Записки истребителя
Шрифт:
Фашисты отступали. Летчики штурмовали преимущественно дороги, по которым двигались большие колонны.
Летали много, и не было случая, чтобы кто-либо привозил обратно патроны: расстреливали все.
За сутки пехота прошла более тридцати километров, а танки углубились до семидесяти километров. Зенитная оборона врага была дезорганизована. Не появлялись в воздухе немецкие истребители и бомбардировщики: большинство их было захвачено нашими танками на аэродромах. Мы наносили удар за ударом, не встречая при этом существенного
Ужинали, как после большой работы, с удовольствием, делясь друг с другом впечатлениями дня.
Приятная усталость настраивала зайти и посидеть часок - другой в единственно теплой в этих домах квартире.
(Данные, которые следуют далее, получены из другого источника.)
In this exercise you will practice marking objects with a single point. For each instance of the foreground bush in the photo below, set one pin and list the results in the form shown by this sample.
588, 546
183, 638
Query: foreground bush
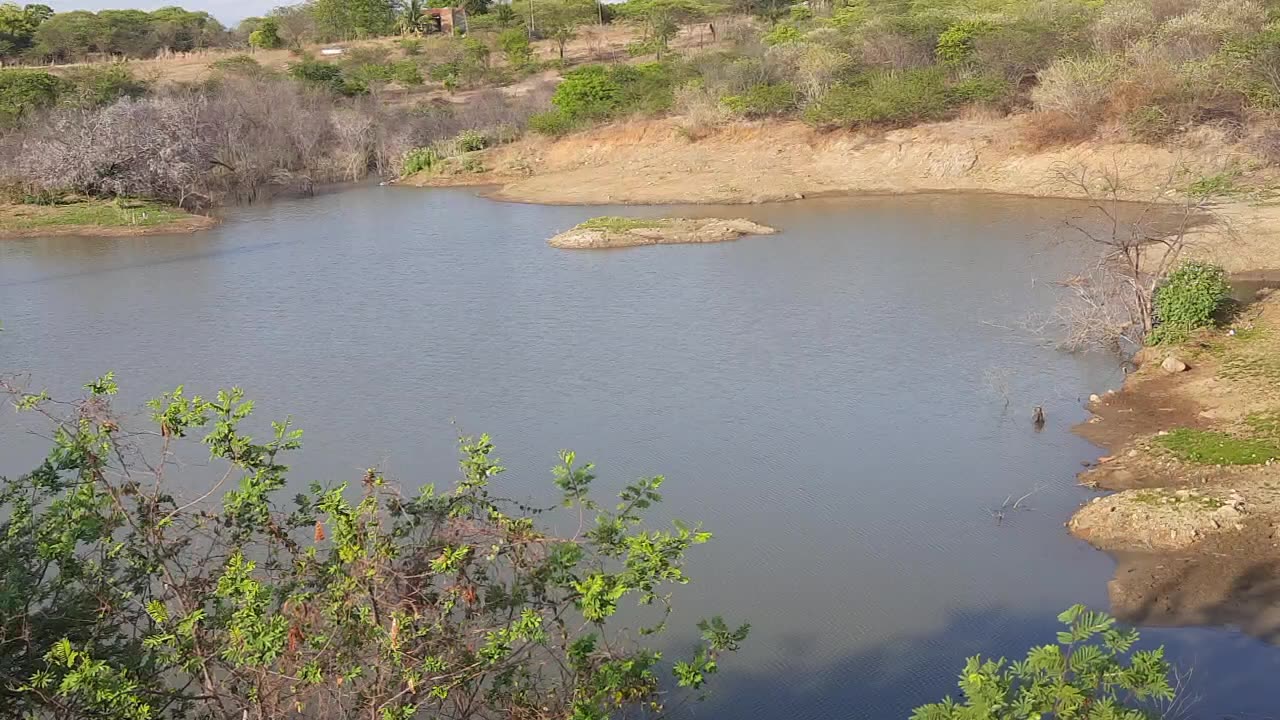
124, 601
1091, 673
1188, 299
В ней жила эвакуированная из Ленинграда семья Череновых - мать, Вера Антоновна, и две ее дочери, Леля и Наташа. Пол в комнате Череновых был чисто вымыт, в буржуйке весело потрескивали дрова.
Вера Антоновна обрадовалась нашему приходу. Она забросала нас вопросами и стала корить за то, что не были вчера.
– Им, мама, наверное, стыдно было. Они весь день без дела просидели, когда другие воевали, - вмешалась пятнадцатилетняя Леля.
– Перестань, стрекоза, - вступилась за нас Наташа.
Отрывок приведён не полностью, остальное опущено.